Improve the performance of my model

moreshud · March 21, 2021, 9:37pm

Hi everyone,

I am working with 3D dataset on 2D Unet network fed per slices. Having gathered insight from the forum over challenges, I finally with some samples and the results show that my model is overfitting. I would like you suggesting in improving the performance of my model

2021-03-19 23_52_07_UNet_pathologies_loss_plot

KFrank · March 22, 2021, 2:50am

Hi Moreshud!

I wouldn’t say that your model is overfitting (yet).

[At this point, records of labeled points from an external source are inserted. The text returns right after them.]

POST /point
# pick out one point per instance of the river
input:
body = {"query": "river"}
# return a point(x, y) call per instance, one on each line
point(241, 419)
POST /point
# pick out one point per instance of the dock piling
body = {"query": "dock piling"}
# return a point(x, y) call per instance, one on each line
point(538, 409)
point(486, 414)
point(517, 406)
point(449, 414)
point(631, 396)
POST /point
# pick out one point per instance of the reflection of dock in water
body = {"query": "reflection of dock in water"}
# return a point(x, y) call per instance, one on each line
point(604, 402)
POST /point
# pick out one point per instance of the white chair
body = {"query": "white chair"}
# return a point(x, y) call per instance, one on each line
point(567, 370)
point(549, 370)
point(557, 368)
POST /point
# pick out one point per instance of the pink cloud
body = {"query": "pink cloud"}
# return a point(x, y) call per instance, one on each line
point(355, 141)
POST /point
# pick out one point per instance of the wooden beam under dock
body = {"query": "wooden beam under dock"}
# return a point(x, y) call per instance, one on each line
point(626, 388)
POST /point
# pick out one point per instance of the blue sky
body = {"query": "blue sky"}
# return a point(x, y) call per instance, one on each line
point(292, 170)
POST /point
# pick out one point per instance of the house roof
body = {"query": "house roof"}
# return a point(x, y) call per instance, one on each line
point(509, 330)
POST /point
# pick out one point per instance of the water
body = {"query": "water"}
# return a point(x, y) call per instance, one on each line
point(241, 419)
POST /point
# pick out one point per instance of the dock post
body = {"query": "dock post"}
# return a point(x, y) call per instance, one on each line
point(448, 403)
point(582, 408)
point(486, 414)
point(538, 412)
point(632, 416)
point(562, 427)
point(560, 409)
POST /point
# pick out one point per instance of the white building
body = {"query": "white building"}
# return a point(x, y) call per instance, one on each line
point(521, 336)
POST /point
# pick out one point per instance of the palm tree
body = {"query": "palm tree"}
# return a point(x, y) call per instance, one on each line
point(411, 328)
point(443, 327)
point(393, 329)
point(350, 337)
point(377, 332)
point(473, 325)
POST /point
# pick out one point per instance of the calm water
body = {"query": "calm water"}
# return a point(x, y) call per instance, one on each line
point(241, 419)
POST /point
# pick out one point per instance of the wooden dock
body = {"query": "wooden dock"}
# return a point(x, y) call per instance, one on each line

It is true that your training loss is lower that your validation loss – and
is going down more rapidly. But to me overfitting means that your
validation loss starts going up (even while the training loss continues to
decrease). The idea is that your model is fitting the “random” specifics
of your training set so much that it degrades your model’s previous
ability to make good predictions on your validation set.

So keep training for more epochs as long as your validation loss is
still going down – even if it’s larger than your training loss.

Another observation of greater concern to me is that your training
loss starts out significantly larger than your validation loss. This is
something you should get to the bottom of. Is it just a statistical fluke?
You could rerun your training with different random partitions of your
data into the training and validation sets. Are you computing your
training and validation losses in slightly different ways so that you’re
not making a direct comparison? Is it an outright bug?

Best.

K. Frank

aguennecjacq · March 22, 2021, 9:19am

+1 for what KFrank just said, you need to wait a bit more for your model to overfit.
If you want a good starting point to improve your model, start by playing with your learning rate.

Related article: Understanding Learning Rates and How It Improves Performance in Deep Learning | by Hafidz Zulkifli | Towards Data Science

moreshud · March 23, 2021, 5:14am

Thanks for the explanation

I am training for more epoch as you suggested to improve the model performance.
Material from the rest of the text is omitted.